Abstract
Purpose
Despite intense research and innovations in peri-operative management, a high mortality rate and frequent systemic complications in trochanteric femoral fractures persist.
The aim of the present study was to identify predictive factors for mortality and cardio-respiratory complications after different treatment methods in a ten year period at a level I trauma centre.
Methods
Retrospectively, all patients above 60 years of age with trochanteric femoral fracture between January 2000 and May 2011 were analyzed at a level I trauma centre. Demographic variables, comorbidities, and data regarding the surgical procedures, including required transfusions and post-operative complications, were evaluated, and the in-hospital mortality was recorded. The grade of osteoporosis was classified radiographically using the Singh index.
Results
The in-hospital mortality rate was 8.2% among 437 patients (male/female ratio = 110/327, mean age = 81 years) with extramedullary open (n = 144), intramedullary (n = 166), and extramedullary minimally invasive (n = 125) procedures. Significant influential factors on in-hospital mortality were identified with binary logistic regression analysis: an age of ≥90 years (P = 0.011), male sex (P = 0.003), a high American Society of Anesthesiologists (ASA) grade (3–5, P = 0.042), and a high osteoporosis grade (Singh index 3–1, P = 0.011).
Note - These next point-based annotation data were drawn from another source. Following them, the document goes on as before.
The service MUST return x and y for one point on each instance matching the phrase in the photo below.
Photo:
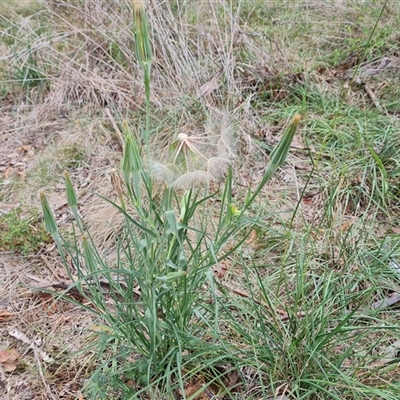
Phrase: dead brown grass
(85, 54)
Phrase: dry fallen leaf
(5, 315)
(9, 360)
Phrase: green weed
(22, 232)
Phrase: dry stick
(371, 94)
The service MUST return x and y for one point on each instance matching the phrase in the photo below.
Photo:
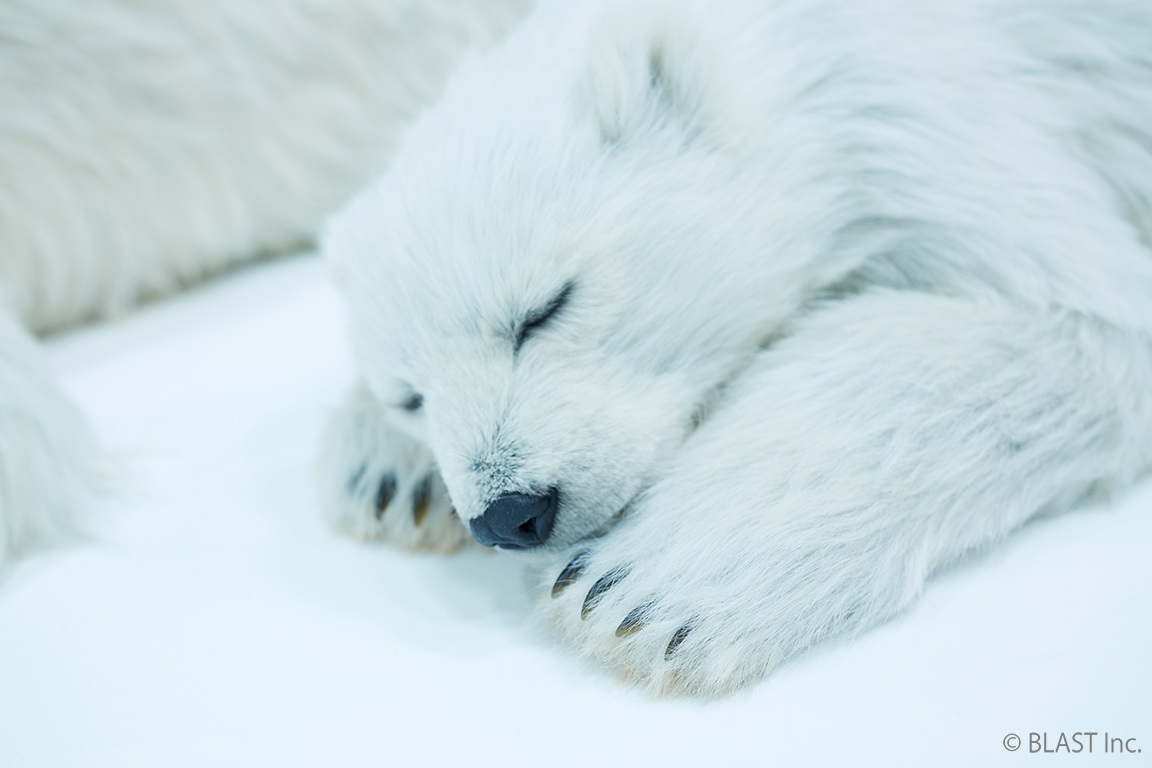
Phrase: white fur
(146, 144)
(856, 288)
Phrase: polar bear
(148, 144)
(739, 320)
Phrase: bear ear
(646, 75)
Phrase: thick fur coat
(775, 308)
(146, 144)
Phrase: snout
(516, 521)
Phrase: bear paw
(379, 483)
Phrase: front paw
(680, 606)
(378, 483)
(616, 610)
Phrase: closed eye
(539, 317)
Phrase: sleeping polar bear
(741, 319)
(145, 144)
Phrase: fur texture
(849, 290)
(144, 145)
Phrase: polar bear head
(553, 280)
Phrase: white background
(214, 621)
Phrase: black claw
(354, 480)
(606, 583)
(385, 493)
(633, 622)
(569, 575)
(676, 639)
(421, 499)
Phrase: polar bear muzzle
(516, 521)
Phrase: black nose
(516, 522)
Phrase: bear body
(145, 145)
(755, 313)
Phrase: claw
(606, 583)
(569, 575)
(631, 623)
(384, 494)
(676, 639)
(421, 499)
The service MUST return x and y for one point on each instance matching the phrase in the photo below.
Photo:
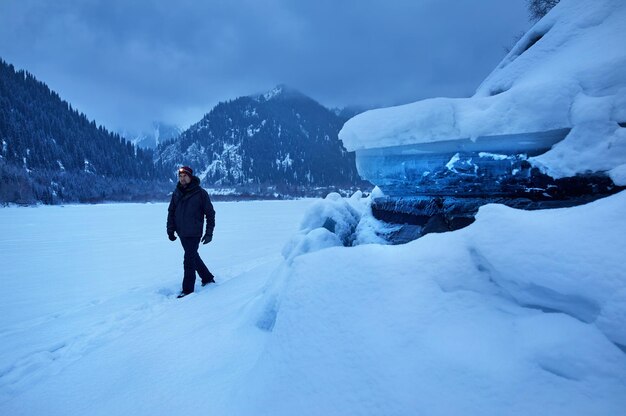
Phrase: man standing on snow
(185, 216)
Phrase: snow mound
(336, 221)
(520, 313)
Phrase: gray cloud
(127, 63)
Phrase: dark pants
(192, 263)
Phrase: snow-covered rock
(567, 72)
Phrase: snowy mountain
(281, 138)
(546, 128)
(150, 139)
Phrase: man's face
(184, 179)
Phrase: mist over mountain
(158, 133)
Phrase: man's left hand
(207, 238)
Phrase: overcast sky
(126, 63)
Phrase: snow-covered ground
(520, 313)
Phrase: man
(185, 216)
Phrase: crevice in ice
(536, 37)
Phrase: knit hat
(186, 170)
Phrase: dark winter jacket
(187, 209)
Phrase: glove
(207, 238)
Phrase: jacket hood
(194, 184)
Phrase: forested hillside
(52, 153)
A total of 21.5% of the study population suffered cardio-respiratory complications post-operatively. The specific mortality was 28.7% (P < 0.001), which was influenced by a high ASA grade (3–5, P = 0.002) and a high transfusion rate (P = 0.004). Minimally invasive locked plating was associated with increased cardio-respiratory complications (P = 0.031).
Conclusions
This study identified high patient age, distinctive comorbidities, male sex, and high osteoporosis grade as significant risk factors for increased in-hospital mortality in the treatment of trochanteric femoral fractures. Furthermore, high ASA grade and a liberal transfusion regime led to an increased incidence of cardio-respiratory complications. Patient-specific characteristics, especially osteoporosis grade and pre-existing medical conditions, may assist in the identification of high-risk patients and allow a patient-specific geriatric co-management plan.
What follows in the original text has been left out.